Mining: a hazardous work
Mineworkers face a constantly changing combination of workplace circumstances. Some work in an atmosphere without natural light or ventilation, creating voids in the earth by removing material and trying to ensure that there will be no immediate reaction from the surrounding strata. Despite the efforts in many countries, the toll of death, injury and disease among the world’s mineworkers means that, in most countries, mining remains the most hazardous occupation when the number of people exposed to risk is taken into account. Although only accounting for one percent of the global workforce, it is responsible for about eight percent of fatal accidents at work. No reliable data exist on injuries, but they are significant, as is the number of workers affected by such disabling occupational diseases as pneumoconiosis, hearing loss and the effects of vibration.
In some countries, many more people are employed in small-scale, often informal, mining than in the formal mining sector. Many of these jobs are precarious and are far from conforming with international and national labour standards. Accident rates in small-scale mines are routinely six or seven times higher than in larger operations, even in industrialised countries.

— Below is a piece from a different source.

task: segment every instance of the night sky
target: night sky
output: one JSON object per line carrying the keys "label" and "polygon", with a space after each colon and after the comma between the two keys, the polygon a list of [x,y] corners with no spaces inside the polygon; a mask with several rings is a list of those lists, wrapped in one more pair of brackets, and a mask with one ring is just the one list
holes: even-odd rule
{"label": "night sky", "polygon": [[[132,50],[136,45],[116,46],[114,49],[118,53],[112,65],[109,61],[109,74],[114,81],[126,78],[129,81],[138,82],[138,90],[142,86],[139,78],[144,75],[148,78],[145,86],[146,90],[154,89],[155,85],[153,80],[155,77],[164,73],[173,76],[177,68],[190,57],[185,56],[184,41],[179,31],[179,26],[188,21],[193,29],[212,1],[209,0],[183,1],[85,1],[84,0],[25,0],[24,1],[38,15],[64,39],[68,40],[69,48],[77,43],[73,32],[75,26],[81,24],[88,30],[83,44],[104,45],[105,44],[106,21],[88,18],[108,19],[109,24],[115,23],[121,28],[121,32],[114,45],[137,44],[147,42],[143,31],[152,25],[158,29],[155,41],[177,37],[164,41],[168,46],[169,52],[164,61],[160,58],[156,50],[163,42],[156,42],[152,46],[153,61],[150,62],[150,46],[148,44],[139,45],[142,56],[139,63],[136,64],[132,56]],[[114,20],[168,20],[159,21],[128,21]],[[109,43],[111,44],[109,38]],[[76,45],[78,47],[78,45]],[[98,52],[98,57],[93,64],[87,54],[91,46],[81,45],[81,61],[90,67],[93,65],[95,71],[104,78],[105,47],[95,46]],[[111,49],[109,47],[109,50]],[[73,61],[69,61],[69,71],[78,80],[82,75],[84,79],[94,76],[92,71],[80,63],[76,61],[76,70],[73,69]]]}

A special problem is the employment of children.
Because of the hazardous nature of mining, the ILO has always been deeply concerned with improving the work and life of those in the mining sector, from the adoption of the Hours of Work (Coal Mines) Convention (No. 31) in 1931 to the Safety and Health in Mines Convention (No.176), which was adopted in 1995. Codes of Practice have also been developed and adopted that provide guidance on how to conduct safe mining operations in both underground and surface mines. The ILO’s International Classification of Radiographs of Pneumoconioses and Guidelines (OSH 22) is an internationally recognized tool for recording systematically radiographic abnormalities in the chest provoked by the inhalation of dusts.